Gebeurtenis

Inventarisatie bouwkundig erfgoed Horebeke

geografische inventarisatie
ID
467
URI
https://id.erfgoed.net/gebeurtenissen/467

Beschrijving

De inventarisatie van het bouwkundig erfgoed in Horebeke gebeurde in 1999 voor wat betreft veldwerk en fotografische registratie. Het inventaristeam van de toenmalige Afdeling Monumenten en Landschappen selecteerde in Horebeke, dat bestaat uit Sint-Maria-Horebeke en Sint-Kornelis-Horebeke, met Sint-Maria-Horebeke als hoofdgemeente, 105 panden en constructies met erfgoedwaarde. Het project werd gefinaliseerd in 2008 met het publiceren van het fotomateriaal en de inventaristeksten op de inventariswebsite.

Context en doelstelling

De inventarisatie van het bouwkundig erfgoed in Horebeke situeert zich in de eindperiode van de grootschalige geografische inventarisatie van het bouwkundig erfgoed in België. In het jaar 2000 valt de beslissing de boekenreeks Bouwen door de Eeuwen Heen in Vlaanderen stop te zetten. In 2004 publiceert men de laatste boekdelen voor de provincie Antwerpen, in 2005 werkt men Limburg af. Na de twee oudste, tweetalige boekdelen, waarvan één voor het arrondissement Leuven en één voor het arrondissement Nijvel, verschenen er van 1975 tot de stopzetting van de publicatiereeks 19 nummers met in totaal 56 volumes. Daarmee bevat de reeks de inventarissen van 243 van de toen 308 Vlaamse gemeenten. De provincies Antwerpen, Limburg en Vlaams-Brabant werkte men helemaal af. Op het moment dat de beslissing valt, moest men in Oost-Vlaanderen aan de inventarissen van nog 16 gemeenten beginnen.

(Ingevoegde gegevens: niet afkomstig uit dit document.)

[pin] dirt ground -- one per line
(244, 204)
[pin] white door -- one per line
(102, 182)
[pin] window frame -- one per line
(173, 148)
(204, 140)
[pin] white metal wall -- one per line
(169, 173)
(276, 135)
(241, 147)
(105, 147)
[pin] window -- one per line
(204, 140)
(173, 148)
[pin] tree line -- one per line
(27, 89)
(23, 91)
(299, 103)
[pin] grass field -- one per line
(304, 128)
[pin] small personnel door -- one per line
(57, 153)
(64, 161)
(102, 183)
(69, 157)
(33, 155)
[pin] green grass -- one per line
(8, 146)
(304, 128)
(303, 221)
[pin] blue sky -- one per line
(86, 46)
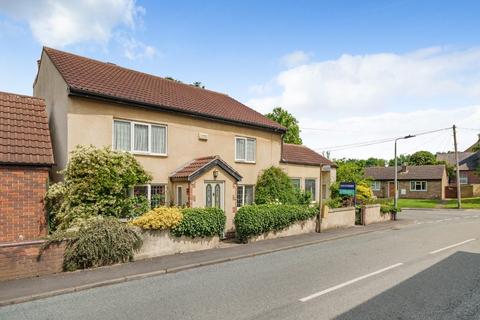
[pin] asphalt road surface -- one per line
(429, 269)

De teksten voor de inventarissen van de zes Oost-Vlaamse gemeenten die voorzien waren voor boekdeel 15N4 (Arrondissement Oudenaarde, kantons Kruishoutem, Brakel en Horebeke) waren bijna klaar voor druk; een druk die echter nooit zou plaatsvinden. Voor de gemeenten Brakel, Horebeke, Kruishoutem, Lierde, Zingem en Zwalm werd het veldwerk en de selectie in 1999-2000 uitgevoerd, goed voor een totaal van circa 1260 erfgoedobjecten. Het onderzoek en het uitwerken van de teksten volgde meteen. Het tekstmateriaal werd per gemeente in ongepubliceerde, geprinte bundels zonder illustraties ter beschikking gesteld. Tegelijkertijd werd de basisinformatie, bestaande uit adresgegevens en typering, op de inventariswebsite gepubliceerd. In 2008 werden aan die basisfiches de foto’s en de teksten toegevoegd, zodat op dat moment alle inventarisgegevens publiek beschikbaar waren.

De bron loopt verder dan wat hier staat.